August 13, 1863
---George
Templeton Strong, of New York City, ponders in his journal the irony of the immigrant
Irish in the city opposing the war and the Negro, who has been badly treated in
America, supporting it. It is
interesting to note that his use of the “N” word does not seem to carry with it
the disdain that the word usually signifies:
Nigger recruiting prospers. Rumors of a Corps d’Afrique to be raised here.
Why not? Paddy, the
asylum-burner, would swear at the dam Naygurs, but we need bayonets in Negro
hands if Paddy is unwilling to fight for the country that receives and betters
him in his poverty and transmutes him into an alderman and a wealthy
citizen. If he back out, let us accept,
with contrition and humiliation, the services of this despised and rejected race, and be thankful that it is
willing to enlist in the cause of a nation from which it has received only
contumely and persecution.
---In
Arkansas, Gen. Sterling Price, now the ranking field commander for the
Confederacy in that state, announces his intention to launch a campaign that
would sweep the Yankees from Arkansas and invade up into Missouri. Gen. Frederick Steele, the Union commander of
troops along the White River, east of Little Rock, plans a counteroffensive,
until the Federals learn that Price is more brag than bite. Desertion has been plaguing the Confederate
forces in the Trans-Mississippi area, especially since the fall of Vicksburg
has cut them off from the eastern states.
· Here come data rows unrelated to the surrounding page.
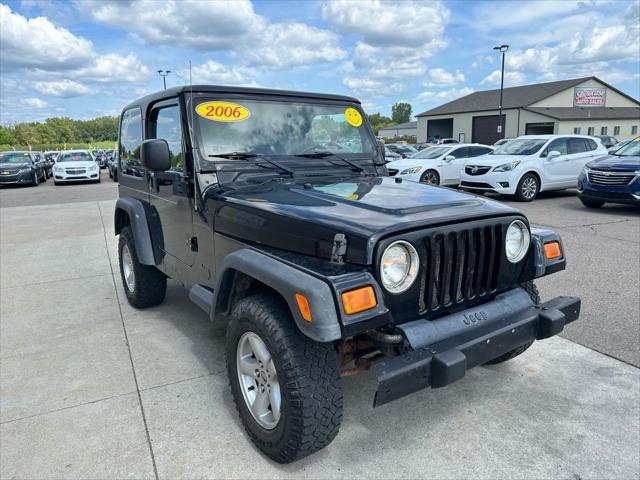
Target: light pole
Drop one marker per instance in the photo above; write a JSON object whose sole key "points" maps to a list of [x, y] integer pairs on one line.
{"points": [[502, 49], [164, 74]]}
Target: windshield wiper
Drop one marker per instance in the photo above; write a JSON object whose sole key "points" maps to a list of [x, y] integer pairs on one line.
{"points": [[247, 156], [326, 153]]}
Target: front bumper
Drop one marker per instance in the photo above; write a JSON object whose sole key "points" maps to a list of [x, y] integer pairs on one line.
{"points": [[443, 350], [16, 178], [499, 182]]}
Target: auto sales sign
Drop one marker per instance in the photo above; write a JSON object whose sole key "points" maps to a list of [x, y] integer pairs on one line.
{"points": [[589, 97]]}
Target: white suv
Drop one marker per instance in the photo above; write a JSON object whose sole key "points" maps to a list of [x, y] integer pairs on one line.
{"points": [[438, 165], [530, 164]]}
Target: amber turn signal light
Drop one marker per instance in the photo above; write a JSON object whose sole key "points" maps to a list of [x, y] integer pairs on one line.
{"points": [[303, 306], [358, 300], [552, 250]]}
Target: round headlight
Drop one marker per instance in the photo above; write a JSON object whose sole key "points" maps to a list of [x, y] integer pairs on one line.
{"points": [[399, 266], [516, 242]]}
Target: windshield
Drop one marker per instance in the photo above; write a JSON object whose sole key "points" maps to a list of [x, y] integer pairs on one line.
{"points": [[432, 152], [15, 157], [274, 128], [631, 149], [519, 146], [75, 157]]}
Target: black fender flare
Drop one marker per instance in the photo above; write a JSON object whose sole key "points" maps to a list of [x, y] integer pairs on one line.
{"points": [[287, 281], [137, 214]]}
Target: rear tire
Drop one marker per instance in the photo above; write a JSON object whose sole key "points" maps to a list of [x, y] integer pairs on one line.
{"points": [[532, 290], [528, 188], [589, 203], [310, 395], [144, 285]]}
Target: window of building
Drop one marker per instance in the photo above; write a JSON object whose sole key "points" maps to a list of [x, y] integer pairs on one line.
{"points": [[166, 124], [130, 141], [577, 145]]}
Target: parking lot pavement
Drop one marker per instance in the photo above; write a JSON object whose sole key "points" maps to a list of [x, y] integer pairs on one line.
{"points": [[92, 388], [603, 261]]}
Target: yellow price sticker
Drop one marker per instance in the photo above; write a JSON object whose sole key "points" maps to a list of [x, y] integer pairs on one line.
{"points": [[223, 111], [353, 117]]}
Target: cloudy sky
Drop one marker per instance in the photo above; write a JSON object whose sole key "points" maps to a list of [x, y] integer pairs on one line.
{"points": [[86, 58]]}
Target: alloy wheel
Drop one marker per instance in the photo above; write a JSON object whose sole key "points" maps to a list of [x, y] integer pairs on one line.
{"points": [[258, 380]]}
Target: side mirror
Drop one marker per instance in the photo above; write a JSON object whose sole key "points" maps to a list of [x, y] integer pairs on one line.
{"points": [[381, 148], [155, 155]]}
Gov. Flannagan of Arkansas puts out a call to all able-bodied men to
report for military service, hardly anyone heeds the call. Steele advances his troops from Helena, and
Rebel bases at Jacksonport and Clarendon are abandoned without anyone firing a
shot. Steele stops at the White River,
content that Price is not, in fact, launching an invasion with his skeleton
crew.
---On
this date, three Union gunboats---the Lexington,
Cricket, and Mariner, ascend the
White River in Arkansas, and take the Rebel gunboats Tom Suggs and Kaskaskia,
as well as destroying some mills and a bridge.
---Oliver
Willcox Norton, of the 83rd Pennsylvania Infantry, writes home and
relates a humorous incident about the commander of his brigade:
Beverly Ford, Va., Thursday, August 13, 1863.
Dear Mother:—
I received your letter of the 5th night before
last. Yesterday it was so hot that I could not write or do anything else but
lie in the shade and sweat. I don’t know where the mercury stood, but I think
it must have been above 100. It was as hot as any day we had on the Peninsula
except one. Last night we had a furious thunder storm. The ground was
completely soaked and I had fun enough this morning to last me a week.
Yesterday Colonel Rice had a large force of men
putting up booths or shades of poles and brush over the tents. This morning
they all fell down one after another and smashed down the tents. The colonel’s
was the first, just about daylight. He came crawling out under the edge sans
everything but shirt. He came in such a hurry that he could not keep his perpendicular
and went sprawling in the mud. Then Lieutenant Grannis’ tent came down and he
came out in the same cool dress like a mouse from a shock of corn.
---Mr.
Theodore Wagner, of Charleston, South Carolina, in concern for that besieged
city, offers a $100,000.00 reward to stir some enterprise toward sinking the
USS New Ironsides, the USS Wabash, or $50,000.00 for “one of the monitors.”